Hi,
I have an annotation file for a non-model specie of Aspergillus that was generated from the best BLAST (on UNIPROT) hit for each entry. Therefore, the list of UNIPROT IDs is not restricted to one organism but several (e.g ATG12_ASPCL, UBC2_MEDSA, UBE2Z_HUMAN). I want to do pathway and gene set enrichment analysis, and for that I need to have all the transcripts identified with Entrez ID from one model organism. For now I tried stripping the specie code from the Uniprot ID, leaving the Gene Name alone (i.e ATG12, UBC2, UBE2Z). I then used the bitr function from clusterProfiler to convert IDs using org.Sc.sgd.db for S. cerevisiae or org.Hs.eg.bd for human, but 72% and 86% (respectively) of the annotated genes were not mapped.
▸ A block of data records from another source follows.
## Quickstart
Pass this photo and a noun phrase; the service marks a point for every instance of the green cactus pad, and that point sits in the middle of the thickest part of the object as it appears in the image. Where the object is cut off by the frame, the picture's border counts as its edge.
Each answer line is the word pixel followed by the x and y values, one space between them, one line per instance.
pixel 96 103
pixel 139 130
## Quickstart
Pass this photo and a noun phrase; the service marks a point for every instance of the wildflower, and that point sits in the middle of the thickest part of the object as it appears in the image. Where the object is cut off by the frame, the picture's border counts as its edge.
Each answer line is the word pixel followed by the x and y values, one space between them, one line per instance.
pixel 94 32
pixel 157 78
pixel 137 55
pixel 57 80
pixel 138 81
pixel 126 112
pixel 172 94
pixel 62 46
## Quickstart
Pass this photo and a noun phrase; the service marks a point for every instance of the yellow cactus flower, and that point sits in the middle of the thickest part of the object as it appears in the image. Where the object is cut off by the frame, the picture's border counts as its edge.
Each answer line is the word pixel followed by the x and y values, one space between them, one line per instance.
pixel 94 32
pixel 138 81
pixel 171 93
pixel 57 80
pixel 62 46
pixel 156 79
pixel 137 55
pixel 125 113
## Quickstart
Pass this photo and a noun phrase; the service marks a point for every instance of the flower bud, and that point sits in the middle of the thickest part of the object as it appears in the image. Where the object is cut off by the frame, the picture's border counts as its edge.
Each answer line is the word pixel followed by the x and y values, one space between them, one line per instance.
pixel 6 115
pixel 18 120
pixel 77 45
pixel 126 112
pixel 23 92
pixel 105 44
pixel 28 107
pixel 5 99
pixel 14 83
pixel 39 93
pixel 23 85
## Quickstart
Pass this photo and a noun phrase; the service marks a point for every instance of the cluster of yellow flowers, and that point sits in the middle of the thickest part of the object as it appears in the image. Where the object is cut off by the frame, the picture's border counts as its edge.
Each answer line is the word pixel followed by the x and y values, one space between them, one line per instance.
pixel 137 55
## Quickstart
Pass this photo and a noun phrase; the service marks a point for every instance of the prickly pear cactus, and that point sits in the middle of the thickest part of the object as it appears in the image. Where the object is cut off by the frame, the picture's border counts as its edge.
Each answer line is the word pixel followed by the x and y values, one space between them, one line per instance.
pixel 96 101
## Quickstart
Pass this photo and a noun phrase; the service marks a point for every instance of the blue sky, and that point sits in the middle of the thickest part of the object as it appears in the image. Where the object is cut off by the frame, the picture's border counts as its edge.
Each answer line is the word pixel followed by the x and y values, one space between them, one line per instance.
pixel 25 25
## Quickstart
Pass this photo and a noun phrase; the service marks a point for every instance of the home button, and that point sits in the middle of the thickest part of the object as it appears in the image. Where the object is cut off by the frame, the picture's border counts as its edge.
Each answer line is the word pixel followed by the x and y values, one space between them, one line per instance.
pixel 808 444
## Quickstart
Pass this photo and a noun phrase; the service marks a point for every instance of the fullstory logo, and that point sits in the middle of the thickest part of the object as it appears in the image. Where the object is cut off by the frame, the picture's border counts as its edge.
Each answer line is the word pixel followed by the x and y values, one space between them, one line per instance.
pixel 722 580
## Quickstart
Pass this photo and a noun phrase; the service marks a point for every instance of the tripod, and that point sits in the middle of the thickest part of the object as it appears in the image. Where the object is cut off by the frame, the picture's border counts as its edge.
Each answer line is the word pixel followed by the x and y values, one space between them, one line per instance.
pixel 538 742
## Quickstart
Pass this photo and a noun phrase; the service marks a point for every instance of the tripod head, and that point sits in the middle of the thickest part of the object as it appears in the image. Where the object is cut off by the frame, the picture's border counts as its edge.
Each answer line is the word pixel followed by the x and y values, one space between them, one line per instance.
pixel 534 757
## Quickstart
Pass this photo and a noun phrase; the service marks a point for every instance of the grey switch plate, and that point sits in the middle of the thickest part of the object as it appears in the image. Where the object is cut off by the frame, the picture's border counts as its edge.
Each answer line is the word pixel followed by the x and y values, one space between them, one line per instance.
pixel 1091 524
Could anyone suggest me a tool or a strategy to solve this issue? I hope I have explained my question properly. Thanks!
EDIT - Using Retrieve/ID mapping - UniProt you can convert to Entrez IDs, but the problem of having many (non-model) species for pathway analysis remains.
By using uniprot ID converter. Some ID's may still be unmappable.
Hi, I was just adding that quote, because I already tried it. Thanks!